# Suggest a software ofr making CD'S/DVD'S from my handycam.



## mohit (Feb 17, 2005)

I am using a Sony DCR TRV 50E PAL handycam . Please tell me a very user friendly and easy software for a beginner like me which will allow me to create high quality cds/dvds from my tapes. I am a beginner and I am looking for a easy n comprehensive software.

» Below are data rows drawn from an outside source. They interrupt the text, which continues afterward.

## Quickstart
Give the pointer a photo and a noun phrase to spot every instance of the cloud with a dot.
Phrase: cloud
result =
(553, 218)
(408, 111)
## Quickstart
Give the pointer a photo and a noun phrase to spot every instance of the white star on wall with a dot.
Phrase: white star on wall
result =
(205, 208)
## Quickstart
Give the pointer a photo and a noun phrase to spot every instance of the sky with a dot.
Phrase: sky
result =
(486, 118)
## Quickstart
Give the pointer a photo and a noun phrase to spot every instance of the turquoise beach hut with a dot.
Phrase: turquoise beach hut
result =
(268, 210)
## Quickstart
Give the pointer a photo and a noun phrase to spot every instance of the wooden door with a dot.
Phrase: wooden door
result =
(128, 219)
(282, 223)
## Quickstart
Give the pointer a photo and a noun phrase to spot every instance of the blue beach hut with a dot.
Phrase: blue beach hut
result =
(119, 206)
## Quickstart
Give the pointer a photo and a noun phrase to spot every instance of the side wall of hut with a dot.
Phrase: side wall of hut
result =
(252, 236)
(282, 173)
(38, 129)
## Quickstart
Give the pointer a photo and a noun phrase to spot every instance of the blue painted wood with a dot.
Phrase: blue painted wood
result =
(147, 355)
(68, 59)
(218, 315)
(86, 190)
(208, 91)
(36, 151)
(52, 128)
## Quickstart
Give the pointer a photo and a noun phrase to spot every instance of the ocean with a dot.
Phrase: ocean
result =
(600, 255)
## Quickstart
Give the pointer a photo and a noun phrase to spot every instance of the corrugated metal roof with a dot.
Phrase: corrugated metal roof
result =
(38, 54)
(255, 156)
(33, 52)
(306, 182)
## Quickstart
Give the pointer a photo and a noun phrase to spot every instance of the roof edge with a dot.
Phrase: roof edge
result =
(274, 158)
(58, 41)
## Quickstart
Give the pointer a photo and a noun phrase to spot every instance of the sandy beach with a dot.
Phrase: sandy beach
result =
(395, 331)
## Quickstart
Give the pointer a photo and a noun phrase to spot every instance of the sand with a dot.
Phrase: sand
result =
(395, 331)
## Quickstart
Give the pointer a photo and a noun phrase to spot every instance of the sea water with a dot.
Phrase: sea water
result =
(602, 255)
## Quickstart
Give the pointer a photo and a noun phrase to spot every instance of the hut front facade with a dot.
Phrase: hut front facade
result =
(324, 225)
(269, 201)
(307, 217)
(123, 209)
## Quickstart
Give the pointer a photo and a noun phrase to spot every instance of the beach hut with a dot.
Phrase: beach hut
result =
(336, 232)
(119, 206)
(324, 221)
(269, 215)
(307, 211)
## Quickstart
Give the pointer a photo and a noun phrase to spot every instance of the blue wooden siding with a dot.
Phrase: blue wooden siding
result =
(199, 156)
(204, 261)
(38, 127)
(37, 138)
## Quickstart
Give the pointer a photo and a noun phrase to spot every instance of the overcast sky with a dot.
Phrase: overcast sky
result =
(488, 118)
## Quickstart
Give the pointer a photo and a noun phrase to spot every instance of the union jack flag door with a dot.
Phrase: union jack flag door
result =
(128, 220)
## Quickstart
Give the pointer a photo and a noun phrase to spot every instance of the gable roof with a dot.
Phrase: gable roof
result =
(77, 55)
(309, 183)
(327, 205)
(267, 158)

I have got the Ulead Visual Studio 6 bundled with my cam but it sucks bigtime.


----------



## swatkat (Feb 17, 2005)

u can use HT Video to DVD for converting tapes to DVD....or Video Capture to capture videos directly from camcorder....
do u have capture card? or ur camcoder provides a way to connect to ur PC?


----------



## Choto Cheeta (Feb 17, 2005)

try the nero vision exp..... its best with sony... www.nero.com


----------



## mohit (Feb 17, 2005)

I am using the i-link card ie IEE 1394 card to connect the handycam to my pc.


----------



## swatkat (Feb 18, 2005)

*if u r using WinXP*, one of the easiest tool is to use Windows Movie Maker (the SP2 version has more features than the old one).....
Download latest WMM here
Guide to capture video

Nero 6 has all the features u need-capture, convert, burn-with it's *NeroVisionExpress* tool, give it a try...download *Package 2* here....
*www.nero.com/en/nero-prog.php

another good Freeware is VirtualDub, u can use this to record and convert them....


----------